The smart glasses market is presently focused on Google, plus a number of smaller players.

While Apple appears to be focused on developing a smart watch, Google’s first move in the ‘wearable web’ market is Google Glass. We think that the use cases that Google envisages for Google Glass are very interesting:

Taking pictures and shooting videos: a voice-based control mechanism removes the need to fumble for a mobile phone;

Sharing pictures and videos by speaking: again, a voice-based interface means that the user can share content with others or publish to sharing sites simply be speaking;

Directions and maps: integrated with Google Maps, the idea of having a route ‘overlaid’ on the user’s field of view seems to be a superior solution than having to look at a separate screen;

Voice-based messaging: users could send a message by speaking that message;

Q&A/Search: Network services can fulfil information requests about objects in the user’s field of view;

Alerts, notifications and contextual information: this content that appears in the wearer’s field of view and, with voice control, it would be possible for the user to respond without having to access a physical device.

Google Glass is not a gimmick that will only appeal to techies who live in the San Francisco area – even though such individuals will comprise the product’s initial market in the short term.

We envisage that developers will create some very interesting applications for Google Glass and we also envisage that the product’s cost – presently at over $1,500 – will come down, just as was the case with mobile phones.

We further project that unit shipments of smart glasses in 2014 will be around 800,000 units and that this will have grown to 47.8 million by 2018, with the growth being driven by an active community of developers and start-ups, all of whom will be working to create compelling applications for end users.

In terms of market value, smart glasses will be a $1.2 billion market this year, rising to $31.1 billion by 2018.

Conclusion: The Beginning of Something Truly Huge

Technology markets are mostly created by supply-side forces: corporations and entrepreneurs have ideas for how to make things better and they then raise capital to bring those ideas to market. Most of the ideas fail, but enough are successful for progress to be made.

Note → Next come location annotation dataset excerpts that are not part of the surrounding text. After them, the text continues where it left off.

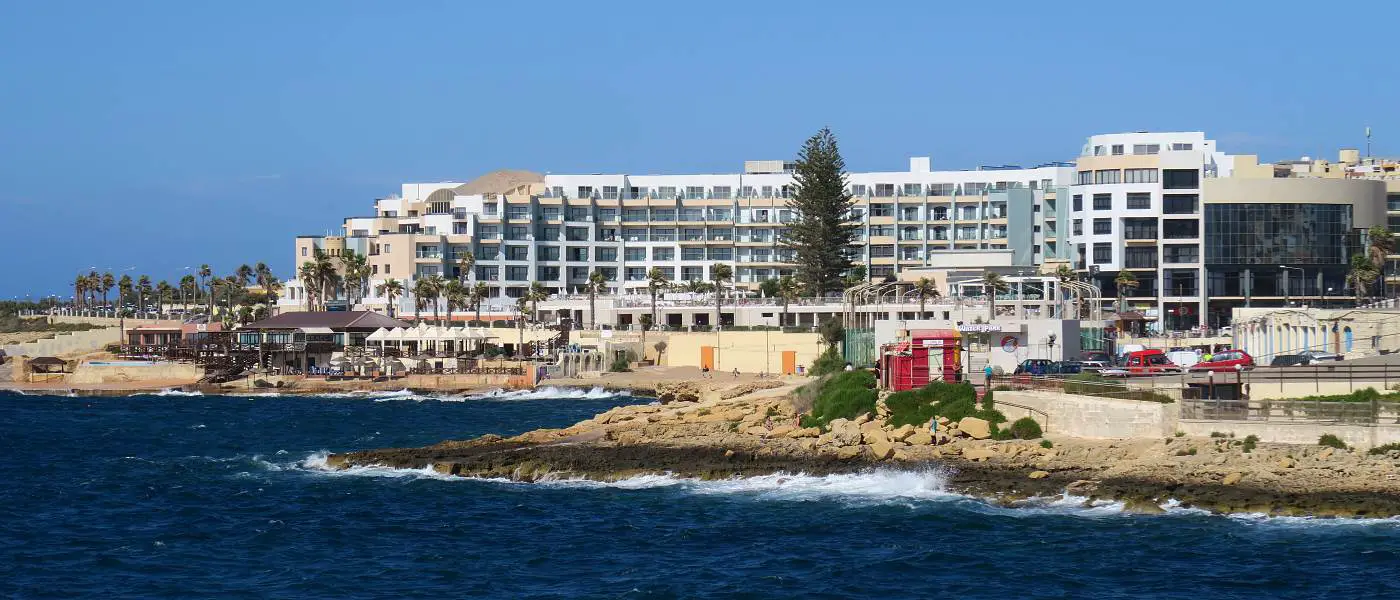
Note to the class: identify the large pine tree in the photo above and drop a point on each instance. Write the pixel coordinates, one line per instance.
(823, 228)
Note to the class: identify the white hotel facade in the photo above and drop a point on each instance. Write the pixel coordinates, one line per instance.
(1130, 202)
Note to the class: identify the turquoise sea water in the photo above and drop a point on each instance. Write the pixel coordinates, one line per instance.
(212, 497)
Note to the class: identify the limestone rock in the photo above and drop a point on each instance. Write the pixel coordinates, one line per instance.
(976, 428)
(979, 453)
(882, 449)
(875, 437)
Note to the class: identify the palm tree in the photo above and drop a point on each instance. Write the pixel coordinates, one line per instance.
(1361, 276)
(924, 288)
(423, 290)
(455, 294)
(788, 291)
(655, 283)
(536, 293)
(476, 297)
(102, 283)
(720, 273)
(205, 274)
(391, 290)
(993, 284)
(1126, 281)
(143, 290)
(163, 293)
(308, 283)
(595, 283)
(1382, 245)
(521, 304)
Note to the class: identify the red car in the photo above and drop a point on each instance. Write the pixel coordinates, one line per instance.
(1150, 362)
(1227, 361)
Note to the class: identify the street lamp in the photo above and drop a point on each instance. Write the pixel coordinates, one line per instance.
(1288, 284)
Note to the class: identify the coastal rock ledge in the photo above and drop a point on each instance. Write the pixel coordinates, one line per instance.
(758, 434)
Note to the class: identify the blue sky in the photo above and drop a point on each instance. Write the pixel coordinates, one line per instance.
(163, 134)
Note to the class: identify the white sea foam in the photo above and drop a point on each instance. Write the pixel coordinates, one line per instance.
(549, 393)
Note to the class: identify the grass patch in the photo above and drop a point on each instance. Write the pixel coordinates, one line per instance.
(847, 395)
(1332, 441)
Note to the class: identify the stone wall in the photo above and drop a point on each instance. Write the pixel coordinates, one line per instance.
(1360, 437)
(1089, 416)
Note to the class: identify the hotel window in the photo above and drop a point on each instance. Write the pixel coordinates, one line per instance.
(1138, 175)
(1106, 176)
(1102, 253)
(1179, 204)
(1180, 179)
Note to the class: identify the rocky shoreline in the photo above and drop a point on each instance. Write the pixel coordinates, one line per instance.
(714, 434)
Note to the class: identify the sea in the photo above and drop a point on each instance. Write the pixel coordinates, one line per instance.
(182, 495)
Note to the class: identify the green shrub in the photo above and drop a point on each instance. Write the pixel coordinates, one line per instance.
(1025, 428)
(1386, 449)
(828, 362)
(1332, 441)
(847, 395)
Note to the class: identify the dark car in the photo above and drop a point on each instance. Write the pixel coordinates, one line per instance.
(1033, 367)
(1288, 360)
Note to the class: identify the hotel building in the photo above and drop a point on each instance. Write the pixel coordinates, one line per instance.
(1201, 230)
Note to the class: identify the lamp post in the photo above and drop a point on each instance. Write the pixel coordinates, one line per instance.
(1288, 283)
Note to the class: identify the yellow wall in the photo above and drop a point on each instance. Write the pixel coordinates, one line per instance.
(742, 350)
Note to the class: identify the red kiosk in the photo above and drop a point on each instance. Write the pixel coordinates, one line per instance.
(920, 357)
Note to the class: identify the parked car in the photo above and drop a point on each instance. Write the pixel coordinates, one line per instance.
(1227, 361)
(1313, 357)
(1150, 362)
(1288, 360)
(1033, 367)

And so it is with the wearable web.

The major commercial players in the wearables space are very focused on making the wearable web happen, and when one takes into account an almost frenetic level of activity in related fields like neuroscience, machine intelligence, computer science, robotics, neuromorphic computing, biology and bioelectronics then we have to conclude that the supply side forces working to bring this technology to the market are so strong that the question is not if the associated products and services will arrive, but when.

Even if there is consumer resistance, which we can already see coming from some users and privacy advocates, then we think that the supply side forces will adapt to either address the concerns, or work around the objectors.

There is no conceivable view of the market which will see all of these players shutting up shop and suspending their programs - just because of push-back from some users. While this is a very arrogant attitude, it is how supply-led markets develop.

We may be wrong about Apple and Google launching smart watches this year, but that does not really matter: what matters is that commercial imperatives will force them to introduce such products, if not this year, then next year.

To us the uncertainly is not whether this technology will be adopted on a mass scale, but how will we deal with it when it arrives.

It is safe to say that mobile communications and the Internet have transformed the world, mostly for the better. While noting the serious privacy and other issues raised by some of the use cases, the wearable web will represent a major step forward - but it will be a step forward within our current paradigm.

However, the arrival of machine consciousness – which many think is coming in a few decades – will force us all into a completely new paradigm which will contain machines that are superior to us, which some would describe as representing the next phase in the evolution of the human species.

If there ever was a transformational technology then this is it and we can see the first signs of it now.